See the video for the gist. The first part of this series is here, an opening on toxic shame, its effects, and some opening notions. But in this one I boil it down to sexuality, possibly the most shaming topic of them all for many, many of us.
There missing factor not mentioned in the video: pressure and performance anxiety. This typically occurs after the chase has ended and I’m in the midst of a relationship when I incline more toward asexuality (historically). This can create a feedback loop of “I don’t want to” but “I have to make him happy” which can cause serious problems. And this little sauce on top I think is the result of one of the cards my mom liked to pull on my father during the routine domestic disturbances.
“You can’t get it up you faggot! Limp dick! Useless piece of shit, what do you even have a cock for if you can’t use it, go get fucked by someone who knows how to use one.”
This, and many an equally colorful statement, was thrown at my father quite regularly. How did I take this in? “I can’t ever let down my partner like he has,” which while in the throes of complete disinterest in sex amounts to a decision to either withhold my sexuality from the partner and essentially neglect them, or force myself to become sexual when I don’t really “want” to. In the best of circumstances, a partner will warm me up to it with all sorts of lovely, beautiful intimacy of other varieties, but this is not always an easy task. Why? At the moment of truth, I become terrified of being verbally assaulted like my father was. Yes, that would be embarrassing, but worse, it would put me in the shoes of my father, and anytime I am feel close to him in that way, the shame and the negative self-talk go into high gear. Under no circumstances am I to end up like that man! That could use a little separate discussion. Stupid daddy issues. But at any rate, nowhere good can come from this auto-flashback to my father being hammered by my mother.

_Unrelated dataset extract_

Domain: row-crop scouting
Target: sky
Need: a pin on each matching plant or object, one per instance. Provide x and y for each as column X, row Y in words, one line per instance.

This really requires an understanding partner to help me work thru, which thankfully, I seem to have! Long road though, so I worry. But within self-work, I suppose getting past this is a matter of understanding that my mother’s colorful verbal assaults were intended to cause harm and weren’t even factually true most of the time. I mean I would hear them going at it the very next day in many cases. It was bait to make him rage *bleep* her. Twisted foreplay. It is all in the partner working with me thru the lack of interest once the hypersexuality has cooled to find the true experience in between. And much of the work on my end is really to avoid hypersexual impulses, tone it down, if I’m doing it just for attention or out of some fear, then I probably shouldn’t do it. And if I really don’t want to, I shouldn’t force myself to out of obligation. These two things, with practice, and with understanding, should break this pattern I believe.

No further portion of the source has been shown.